TEST PROFESSIONI SANITARIE 2018: PUNTEGGIO MINIMO CORSI DI LAUREA

Il Test di Professioni Sanitarie 2018 si svolgerà il 12 settembre in tutta Italia. Le aspiranti matricole si stanno allenando con le simulazioni, stanno ripassando gli argomenti e attendono di svolgere la prova, cercando di raggiungere un punteggio tale da potersi aggiudicare uno dei posti disponibili banditi dal Miur. Qual è il punteggio minimo test professioni sanitarie 2018 da totalizzare al test d’ingresso? Subito dopo la prova potrete consultare le soluzioni al test di professioni sanitarie e intanto farvi un’idea sul punteggio totalizzato.

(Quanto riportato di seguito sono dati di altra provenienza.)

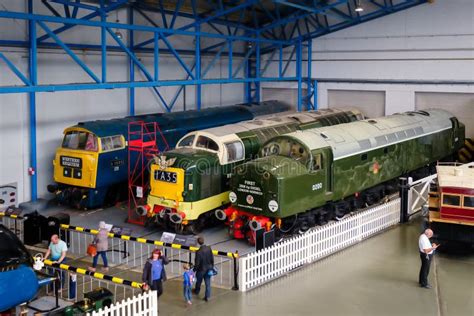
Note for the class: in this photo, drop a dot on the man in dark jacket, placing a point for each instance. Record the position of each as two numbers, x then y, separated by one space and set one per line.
204 262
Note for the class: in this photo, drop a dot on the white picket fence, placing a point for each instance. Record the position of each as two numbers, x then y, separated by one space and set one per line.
268 264
145 304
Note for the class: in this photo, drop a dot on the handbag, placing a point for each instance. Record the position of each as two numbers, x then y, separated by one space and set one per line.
212 272
92 250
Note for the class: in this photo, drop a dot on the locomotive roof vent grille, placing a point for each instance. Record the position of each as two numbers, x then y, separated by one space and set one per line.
410 132
381 140
364 144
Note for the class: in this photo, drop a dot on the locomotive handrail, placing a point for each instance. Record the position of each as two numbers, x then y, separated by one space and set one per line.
232 255
96 275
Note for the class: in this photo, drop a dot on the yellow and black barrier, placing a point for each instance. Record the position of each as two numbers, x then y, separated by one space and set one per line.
96 275
149 241
11 216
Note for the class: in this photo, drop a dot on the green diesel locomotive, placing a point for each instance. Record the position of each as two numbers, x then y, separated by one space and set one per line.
309 177
192 180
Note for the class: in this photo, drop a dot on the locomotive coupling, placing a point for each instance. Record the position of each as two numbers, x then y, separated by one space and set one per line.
220 214
177 218
142 210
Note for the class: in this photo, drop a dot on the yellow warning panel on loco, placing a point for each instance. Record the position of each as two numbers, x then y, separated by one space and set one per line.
167 183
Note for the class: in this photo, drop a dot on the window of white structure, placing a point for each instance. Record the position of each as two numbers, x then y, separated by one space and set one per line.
235 151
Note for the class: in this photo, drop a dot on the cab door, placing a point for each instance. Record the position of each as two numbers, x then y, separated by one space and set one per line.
321 169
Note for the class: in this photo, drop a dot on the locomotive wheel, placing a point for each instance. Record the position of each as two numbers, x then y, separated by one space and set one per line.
195 227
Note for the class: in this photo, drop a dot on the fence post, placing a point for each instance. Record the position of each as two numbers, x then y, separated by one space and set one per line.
242 272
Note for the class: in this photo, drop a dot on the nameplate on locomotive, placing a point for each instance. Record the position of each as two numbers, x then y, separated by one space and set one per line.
71 162
166 176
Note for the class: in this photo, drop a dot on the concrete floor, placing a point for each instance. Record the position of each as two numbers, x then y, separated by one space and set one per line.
376 277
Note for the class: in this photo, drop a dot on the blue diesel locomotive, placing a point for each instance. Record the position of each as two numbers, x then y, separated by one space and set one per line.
91 166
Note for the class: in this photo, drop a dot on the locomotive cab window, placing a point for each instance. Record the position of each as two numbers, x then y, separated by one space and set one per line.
468 201
317 162
187 141
207 143
271 149
451 200
112 143
235 151
80 140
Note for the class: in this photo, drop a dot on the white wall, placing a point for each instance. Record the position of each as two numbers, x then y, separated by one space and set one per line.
56 111
430 42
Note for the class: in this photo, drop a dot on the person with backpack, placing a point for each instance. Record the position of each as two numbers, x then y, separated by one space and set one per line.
188 280
154 273
204 262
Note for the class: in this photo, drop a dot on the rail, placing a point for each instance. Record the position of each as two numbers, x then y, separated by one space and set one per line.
142 304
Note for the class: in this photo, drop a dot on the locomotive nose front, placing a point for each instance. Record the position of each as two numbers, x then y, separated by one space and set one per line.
259 186
255 187
167 188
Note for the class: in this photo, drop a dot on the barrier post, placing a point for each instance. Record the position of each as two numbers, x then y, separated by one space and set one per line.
404 187
72 286
236 271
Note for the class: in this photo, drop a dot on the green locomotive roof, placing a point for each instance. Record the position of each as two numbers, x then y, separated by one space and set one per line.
352 138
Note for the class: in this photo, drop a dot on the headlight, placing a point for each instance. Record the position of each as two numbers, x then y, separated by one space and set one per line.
232 197
273 206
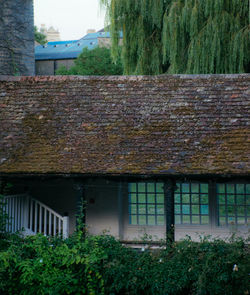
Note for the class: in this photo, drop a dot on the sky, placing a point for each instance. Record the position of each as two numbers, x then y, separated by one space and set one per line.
71 17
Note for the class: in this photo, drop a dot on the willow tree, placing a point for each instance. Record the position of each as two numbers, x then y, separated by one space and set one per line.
180 36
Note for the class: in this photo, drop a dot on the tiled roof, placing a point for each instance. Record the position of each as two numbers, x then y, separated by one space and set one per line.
161 125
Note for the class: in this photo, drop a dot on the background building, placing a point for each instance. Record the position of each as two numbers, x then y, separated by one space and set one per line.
16 38
53 55
50 33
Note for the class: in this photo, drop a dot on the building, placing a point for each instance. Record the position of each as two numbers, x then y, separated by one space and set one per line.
16 56
148 154
50 33
53 55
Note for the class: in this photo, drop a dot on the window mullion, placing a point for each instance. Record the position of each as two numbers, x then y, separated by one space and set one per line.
213 204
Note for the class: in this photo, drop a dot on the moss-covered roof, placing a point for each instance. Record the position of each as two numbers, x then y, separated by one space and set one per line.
162 125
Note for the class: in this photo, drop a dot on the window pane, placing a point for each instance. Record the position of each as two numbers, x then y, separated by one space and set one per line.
222 211
204 220
222 220
230 188
231 220
133 198
185 209
142 219
186 219
230 210
178 187
195 199
132 187
186 198
241 220
230 199
177 219
240 200
195 209
141 198
151 187
190 197
185 187
195 219
204 188
240 211
160 220
151 209
151 220
177 209
133 209
145 205
159 198
240 188
248 199
151 198
133 219
221 188
141 187
222 199
160 209
204 209
177 198
159 188
194 187
204 199
142 209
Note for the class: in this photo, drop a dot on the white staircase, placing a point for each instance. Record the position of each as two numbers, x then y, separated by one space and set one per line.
32 216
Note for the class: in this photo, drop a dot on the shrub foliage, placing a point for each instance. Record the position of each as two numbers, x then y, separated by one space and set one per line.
86 264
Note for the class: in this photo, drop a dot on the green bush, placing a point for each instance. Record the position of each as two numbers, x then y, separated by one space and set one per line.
101 265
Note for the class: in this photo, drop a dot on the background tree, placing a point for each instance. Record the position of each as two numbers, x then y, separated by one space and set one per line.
180 36
95 62
39 37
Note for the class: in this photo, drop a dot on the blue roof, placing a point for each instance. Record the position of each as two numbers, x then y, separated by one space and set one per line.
68 49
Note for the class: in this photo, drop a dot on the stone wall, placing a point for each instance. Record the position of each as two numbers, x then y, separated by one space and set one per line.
16 38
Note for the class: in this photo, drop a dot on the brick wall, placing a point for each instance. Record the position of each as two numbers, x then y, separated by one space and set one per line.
161 125
16 37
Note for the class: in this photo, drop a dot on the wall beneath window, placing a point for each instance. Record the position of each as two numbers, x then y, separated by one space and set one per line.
102 206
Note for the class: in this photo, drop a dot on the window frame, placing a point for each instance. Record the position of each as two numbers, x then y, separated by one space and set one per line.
146 203
213 207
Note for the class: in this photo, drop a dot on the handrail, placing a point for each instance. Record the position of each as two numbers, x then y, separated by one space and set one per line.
34 216
47 208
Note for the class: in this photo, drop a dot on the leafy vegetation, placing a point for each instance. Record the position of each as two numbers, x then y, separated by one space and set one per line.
101 265
85 264
181 36
95 62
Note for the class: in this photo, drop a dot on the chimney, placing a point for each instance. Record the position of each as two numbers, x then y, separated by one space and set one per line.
17 38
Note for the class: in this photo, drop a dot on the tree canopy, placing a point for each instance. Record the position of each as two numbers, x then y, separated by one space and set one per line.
180 36
95 62
39 37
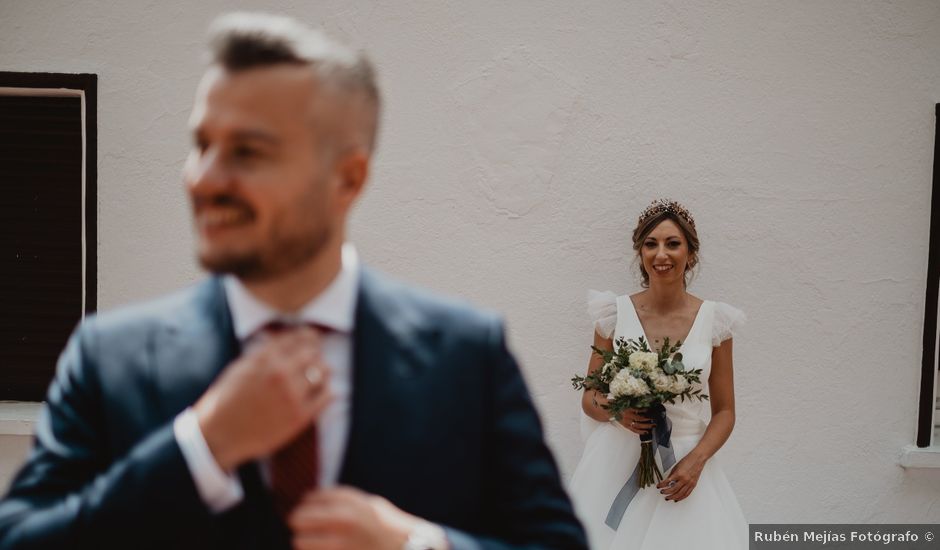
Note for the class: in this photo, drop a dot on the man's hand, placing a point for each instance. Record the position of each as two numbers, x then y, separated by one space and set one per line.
346 518
264 398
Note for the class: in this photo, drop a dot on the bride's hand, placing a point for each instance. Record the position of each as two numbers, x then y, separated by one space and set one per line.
682 479
636 421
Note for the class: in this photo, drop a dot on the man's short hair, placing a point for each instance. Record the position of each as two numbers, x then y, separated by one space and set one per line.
240 41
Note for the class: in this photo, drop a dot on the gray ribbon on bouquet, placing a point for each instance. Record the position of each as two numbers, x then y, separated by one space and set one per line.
662 431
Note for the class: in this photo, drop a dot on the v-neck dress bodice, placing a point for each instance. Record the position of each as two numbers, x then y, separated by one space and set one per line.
688 417
710 518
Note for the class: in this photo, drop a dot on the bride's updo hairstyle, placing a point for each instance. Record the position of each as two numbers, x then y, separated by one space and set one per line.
658 211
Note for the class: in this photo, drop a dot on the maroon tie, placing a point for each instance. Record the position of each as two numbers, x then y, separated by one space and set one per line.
295 467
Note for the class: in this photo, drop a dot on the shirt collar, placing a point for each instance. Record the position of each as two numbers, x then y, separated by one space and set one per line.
335 307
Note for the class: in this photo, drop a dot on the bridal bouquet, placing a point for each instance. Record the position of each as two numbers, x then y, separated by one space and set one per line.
634 377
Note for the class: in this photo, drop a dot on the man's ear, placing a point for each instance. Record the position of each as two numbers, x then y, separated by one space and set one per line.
353 171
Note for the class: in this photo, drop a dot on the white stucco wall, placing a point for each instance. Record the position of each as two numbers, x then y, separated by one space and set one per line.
520 141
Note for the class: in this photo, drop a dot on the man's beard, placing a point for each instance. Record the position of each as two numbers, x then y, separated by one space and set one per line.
280 254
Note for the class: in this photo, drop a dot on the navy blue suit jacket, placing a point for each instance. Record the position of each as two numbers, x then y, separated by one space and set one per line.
442 425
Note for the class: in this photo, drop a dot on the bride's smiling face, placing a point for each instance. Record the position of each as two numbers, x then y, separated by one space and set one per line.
665 253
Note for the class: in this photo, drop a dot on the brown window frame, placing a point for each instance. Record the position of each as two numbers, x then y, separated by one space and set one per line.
929 366
22 386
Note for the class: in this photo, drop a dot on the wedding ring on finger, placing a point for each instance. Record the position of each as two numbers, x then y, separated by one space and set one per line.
313 375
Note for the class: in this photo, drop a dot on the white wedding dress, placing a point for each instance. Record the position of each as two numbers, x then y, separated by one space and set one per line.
709 518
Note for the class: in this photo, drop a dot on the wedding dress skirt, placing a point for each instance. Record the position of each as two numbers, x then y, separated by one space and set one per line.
708 519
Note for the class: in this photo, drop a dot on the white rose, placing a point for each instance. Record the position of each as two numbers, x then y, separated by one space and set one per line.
625 384
660 381
679 385
644 360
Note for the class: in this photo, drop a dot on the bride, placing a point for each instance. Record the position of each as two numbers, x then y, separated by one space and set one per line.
694 506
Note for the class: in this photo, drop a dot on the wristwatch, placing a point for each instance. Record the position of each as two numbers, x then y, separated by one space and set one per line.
426 536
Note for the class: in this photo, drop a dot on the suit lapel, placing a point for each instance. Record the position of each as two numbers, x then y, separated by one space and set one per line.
390 354
193 347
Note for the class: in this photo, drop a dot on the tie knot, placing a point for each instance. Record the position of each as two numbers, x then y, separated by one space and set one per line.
281 325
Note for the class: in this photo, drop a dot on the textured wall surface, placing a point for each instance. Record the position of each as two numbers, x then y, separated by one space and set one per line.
521 139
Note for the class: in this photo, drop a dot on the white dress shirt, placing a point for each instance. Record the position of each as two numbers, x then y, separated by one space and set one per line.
335 307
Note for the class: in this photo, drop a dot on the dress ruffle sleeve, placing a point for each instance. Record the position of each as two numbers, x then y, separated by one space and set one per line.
728 321
602 308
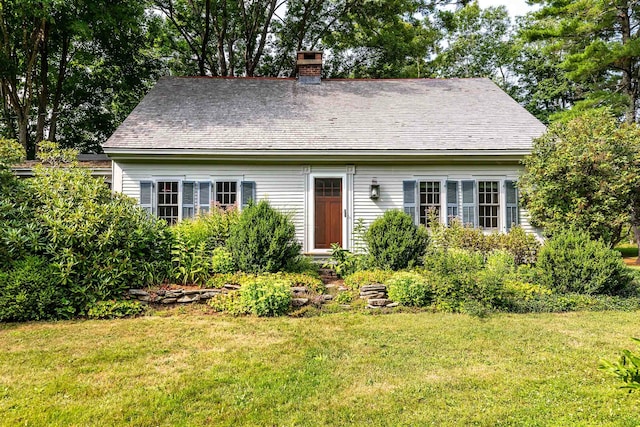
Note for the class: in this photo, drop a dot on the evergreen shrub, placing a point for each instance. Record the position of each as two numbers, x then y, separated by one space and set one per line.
572 262
263 240
395 242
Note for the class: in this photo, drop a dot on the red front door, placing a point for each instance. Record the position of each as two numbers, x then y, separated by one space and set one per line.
328 215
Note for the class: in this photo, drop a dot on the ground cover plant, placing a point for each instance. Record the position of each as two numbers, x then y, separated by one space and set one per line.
340 369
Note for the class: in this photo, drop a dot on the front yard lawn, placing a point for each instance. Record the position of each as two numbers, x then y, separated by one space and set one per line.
398 369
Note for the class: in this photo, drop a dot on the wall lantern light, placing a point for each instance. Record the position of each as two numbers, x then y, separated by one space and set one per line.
374 190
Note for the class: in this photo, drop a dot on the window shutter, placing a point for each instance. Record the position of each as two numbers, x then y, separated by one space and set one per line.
512 204
452 201
188 199
204 197
248 193
409 191
469 203
146 196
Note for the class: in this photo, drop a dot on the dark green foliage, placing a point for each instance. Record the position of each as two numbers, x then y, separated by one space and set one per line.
30 291
572 262
265 296
395 242
411 289
345 262
263 240
627 369
114 309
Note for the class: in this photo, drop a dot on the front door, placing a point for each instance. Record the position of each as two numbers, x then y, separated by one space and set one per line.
328 215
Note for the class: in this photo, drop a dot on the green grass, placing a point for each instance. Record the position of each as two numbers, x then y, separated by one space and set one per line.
341 369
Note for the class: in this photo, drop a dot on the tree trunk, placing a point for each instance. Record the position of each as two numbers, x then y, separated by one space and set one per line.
62 71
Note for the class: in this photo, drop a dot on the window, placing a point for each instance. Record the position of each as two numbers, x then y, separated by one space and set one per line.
488 203
168 201
429 201
226 194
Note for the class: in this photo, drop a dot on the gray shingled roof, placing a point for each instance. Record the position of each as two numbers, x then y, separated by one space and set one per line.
281 114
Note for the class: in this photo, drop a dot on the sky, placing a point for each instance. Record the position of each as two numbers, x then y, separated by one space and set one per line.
515 7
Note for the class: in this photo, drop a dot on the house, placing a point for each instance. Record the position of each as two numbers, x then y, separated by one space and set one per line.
328 151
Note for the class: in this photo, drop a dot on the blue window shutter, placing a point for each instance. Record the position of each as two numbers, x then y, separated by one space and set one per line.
188 199
469 208
453 210
512 204
204 197
248 193
409 196
146 196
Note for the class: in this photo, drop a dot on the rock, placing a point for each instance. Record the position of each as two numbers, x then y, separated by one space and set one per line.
379 302
209 294
299 302
373 288
189 298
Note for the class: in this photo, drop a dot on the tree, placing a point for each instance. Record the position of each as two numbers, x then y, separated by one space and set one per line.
70 64
597 42
585 172
475 43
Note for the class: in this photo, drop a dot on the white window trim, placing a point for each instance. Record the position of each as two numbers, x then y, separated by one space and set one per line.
311 217
443 195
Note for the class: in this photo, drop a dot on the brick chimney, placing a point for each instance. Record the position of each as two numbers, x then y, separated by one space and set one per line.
309 67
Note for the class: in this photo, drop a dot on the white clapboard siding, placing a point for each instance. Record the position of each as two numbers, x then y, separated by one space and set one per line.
283 186
288 187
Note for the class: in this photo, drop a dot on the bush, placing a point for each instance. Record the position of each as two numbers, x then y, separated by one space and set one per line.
114 309
627 369
366 277
211 229
454 261
572 262
264 296
522 245
263 240
395 242
410 289
345 262
29 291
222 261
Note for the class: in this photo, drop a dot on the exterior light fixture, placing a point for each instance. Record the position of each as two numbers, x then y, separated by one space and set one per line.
374 190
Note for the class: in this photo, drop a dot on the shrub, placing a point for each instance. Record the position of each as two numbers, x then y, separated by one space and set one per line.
212 228
114 309
29 291
345 262
454 261
222 261
395 242
366 277
264 296
522 245
626 369
410 289
263 240
572 262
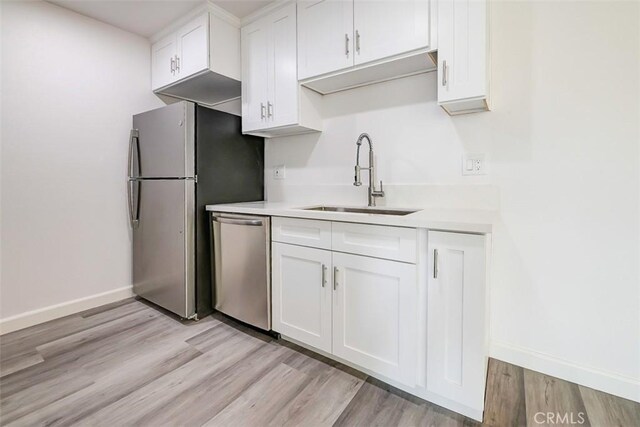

A differenza dei test a medicina, veterinaria e architettura, non devi ottenere almeno 20 punti per essere ammesso in graduatoria, in quanto ogni Ateneo e non il Miur crea i test e non c’è una graduatoria unica nazionale. Il punteggio minimo per entrare cambia quindi da università a università, in base alla difficoltà della prova e al numero di candidati. Cerchiamo insieme comunque di capire quale potrà essere il punteggio per essere ammessi ai vari indirizzi di professioni sanitarie dandoti anche qualche dritta su come calcolare le tue probabilità di successo. Ovviamente, al momento ci basiamo sui dati dello scorso anno, ma non appena avremo notizie sui nuovi punteggi vi aggiorneremo su tutto! Occhio dunque a questo articolo e seguiteci sempre: vi daremo news sempre aggiornate su tutto quello che accadrà prima, durante e dopo la prova. In bocca al lupo!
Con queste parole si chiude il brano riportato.